The end product is an actuator that uses vacuum pressure to generate linear motion which mimics the contraction of human muscle. This is in contrast to traditional air-powered pneumatics, which often use mechanics inspired by the McKibben Actuator, a design initially pioneered in the 50's that uses the inflation of an elastic “bladder” to accomplish its task. 

A staple in prosthetic limbs for decades, the McKibben actuator's use of pressurized inflation means that, should it fail, the actuator could potentially explode and harm someone nearby. 

Through the use of a vacuum (rather than inflation) to do work, the VAMPS gets around this issue. Should one of these actuators fail in a way that hinders functioning, it will do so safely; the Elastocil web simply collapsing back to its minimum possible size.

Even so, that's presuming that you successfully cause the VAMPS actuator to fail in the first place, which according to the researcher’s report, is no easy feat! Even when pierced with a cannula that punctured several of the sealed polymer chambers, the actuator continued to function without a significant amount of impairment.

In addition, the polymer web of the actuator can take a beating, having been tested with over one million repetitions without detectable wear and tear. The VAMPS continue to show that you can't keep a good robot down, even if they incur an “injury” that results in failure. 

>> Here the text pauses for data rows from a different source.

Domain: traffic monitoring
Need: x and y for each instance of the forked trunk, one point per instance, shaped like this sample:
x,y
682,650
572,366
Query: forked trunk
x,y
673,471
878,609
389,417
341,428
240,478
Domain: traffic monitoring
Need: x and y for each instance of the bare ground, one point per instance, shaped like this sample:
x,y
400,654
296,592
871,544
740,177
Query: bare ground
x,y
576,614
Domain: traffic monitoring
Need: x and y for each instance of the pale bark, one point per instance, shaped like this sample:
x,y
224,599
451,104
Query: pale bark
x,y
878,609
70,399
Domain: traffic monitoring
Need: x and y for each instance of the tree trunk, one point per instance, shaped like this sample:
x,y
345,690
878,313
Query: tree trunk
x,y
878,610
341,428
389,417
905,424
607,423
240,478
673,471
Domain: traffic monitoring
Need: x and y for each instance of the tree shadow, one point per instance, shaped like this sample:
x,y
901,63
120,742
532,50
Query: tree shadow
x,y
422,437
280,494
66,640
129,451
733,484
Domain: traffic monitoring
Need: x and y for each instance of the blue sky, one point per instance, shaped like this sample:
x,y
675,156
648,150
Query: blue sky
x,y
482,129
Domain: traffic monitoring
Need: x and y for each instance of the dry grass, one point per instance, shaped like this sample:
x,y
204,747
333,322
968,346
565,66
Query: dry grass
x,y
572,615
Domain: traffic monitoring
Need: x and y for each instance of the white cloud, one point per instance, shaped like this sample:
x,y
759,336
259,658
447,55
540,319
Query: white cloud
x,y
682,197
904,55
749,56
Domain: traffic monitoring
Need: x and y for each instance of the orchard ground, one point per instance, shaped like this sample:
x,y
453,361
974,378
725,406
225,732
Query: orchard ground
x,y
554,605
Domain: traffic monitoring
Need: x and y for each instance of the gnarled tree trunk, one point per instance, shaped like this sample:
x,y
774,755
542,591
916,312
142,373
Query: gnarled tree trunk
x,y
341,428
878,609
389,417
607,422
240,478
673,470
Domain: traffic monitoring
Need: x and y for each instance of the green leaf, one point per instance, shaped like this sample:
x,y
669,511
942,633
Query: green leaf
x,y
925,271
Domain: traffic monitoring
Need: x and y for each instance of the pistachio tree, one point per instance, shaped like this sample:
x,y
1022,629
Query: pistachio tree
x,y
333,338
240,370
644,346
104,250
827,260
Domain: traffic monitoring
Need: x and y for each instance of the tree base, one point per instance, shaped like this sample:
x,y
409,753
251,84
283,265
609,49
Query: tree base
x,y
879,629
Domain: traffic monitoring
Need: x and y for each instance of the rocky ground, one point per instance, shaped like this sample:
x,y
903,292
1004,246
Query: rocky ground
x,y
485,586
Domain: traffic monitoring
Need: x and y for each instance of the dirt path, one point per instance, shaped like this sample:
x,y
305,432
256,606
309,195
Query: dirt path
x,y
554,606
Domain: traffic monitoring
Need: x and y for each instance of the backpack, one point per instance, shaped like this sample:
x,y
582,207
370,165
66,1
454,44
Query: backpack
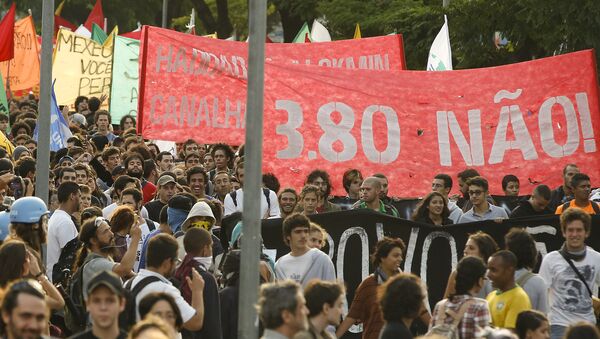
x,y
75,311
450,331
266,193
61,271
595,206
151,224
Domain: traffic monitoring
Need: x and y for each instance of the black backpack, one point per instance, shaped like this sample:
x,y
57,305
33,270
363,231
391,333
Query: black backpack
x,y
266,193
61,271
127,318
75,311
595,206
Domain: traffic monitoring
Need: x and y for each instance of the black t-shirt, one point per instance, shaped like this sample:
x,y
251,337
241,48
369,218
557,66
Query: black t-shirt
x,y
89,335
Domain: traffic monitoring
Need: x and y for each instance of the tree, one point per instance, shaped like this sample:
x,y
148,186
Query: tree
x,y
535,28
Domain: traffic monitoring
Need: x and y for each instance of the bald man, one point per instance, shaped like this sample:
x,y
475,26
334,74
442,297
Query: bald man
x,y
369,197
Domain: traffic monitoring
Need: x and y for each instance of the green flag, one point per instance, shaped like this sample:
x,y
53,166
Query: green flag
x,y
3,100
98,34
303,36
125,78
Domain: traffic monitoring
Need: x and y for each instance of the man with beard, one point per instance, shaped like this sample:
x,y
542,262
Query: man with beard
x,y
134,165
98,244
162,261
222,182
166,189
288,199
197,181
61,226
24,311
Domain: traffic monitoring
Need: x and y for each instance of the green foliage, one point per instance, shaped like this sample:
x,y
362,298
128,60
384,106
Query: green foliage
x,y
535,28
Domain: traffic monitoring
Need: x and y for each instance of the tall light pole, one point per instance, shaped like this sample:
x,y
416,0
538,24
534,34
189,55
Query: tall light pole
x,y
42,166
253,171
165,7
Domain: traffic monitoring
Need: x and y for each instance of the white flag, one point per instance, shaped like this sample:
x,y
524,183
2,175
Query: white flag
x,y
440,54
319,33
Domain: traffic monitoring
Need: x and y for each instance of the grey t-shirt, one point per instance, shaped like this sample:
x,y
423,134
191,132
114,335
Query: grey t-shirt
x,y
94,264
536,289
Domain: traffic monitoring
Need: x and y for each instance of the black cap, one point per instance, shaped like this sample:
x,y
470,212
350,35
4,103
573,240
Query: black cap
x,y
107,279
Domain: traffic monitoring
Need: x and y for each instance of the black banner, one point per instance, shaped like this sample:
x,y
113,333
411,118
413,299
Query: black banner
x,y
432,251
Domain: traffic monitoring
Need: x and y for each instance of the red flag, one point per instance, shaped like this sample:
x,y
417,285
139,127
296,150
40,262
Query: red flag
x,y
96,16
7,35
60,21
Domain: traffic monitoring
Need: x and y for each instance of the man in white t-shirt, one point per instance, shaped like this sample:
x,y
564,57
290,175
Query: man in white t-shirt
x,y
570,296
61,227
303,263
234,201
133,198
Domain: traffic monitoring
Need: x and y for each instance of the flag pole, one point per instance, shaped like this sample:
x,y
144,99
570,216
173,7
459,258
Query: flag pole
x,y
165,7
43,148
251,217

They may also be able to repair themselves. This builds on research by such teams as Vrije Universiteit Brussel in Belgium, who created a soft actuator that can “heal itself from perforations, incisions, and deformations,” re-sealing itself without any sign of previous damage, in roughly a day.

Despite a durable, self-healing robot evoking terrifying flashbacks of the T-1000 from Terminator 2, it's clear that the VAMPS will be a great boon to a world where the divide between humans and robotics grows smaller by the way. Perhaps most intriguing in a story with plenty of interesting aspects is the fact that it’s through the purposeful buckling of actuators that Whitesides and his research team were able to achieve this feat.

Typically, buckling and failure are something to be avoided through rigorous design and testing, but the Wyss Institute team has flipped conventional wisdom on its head to create something more advanced than what established methods have previously produced.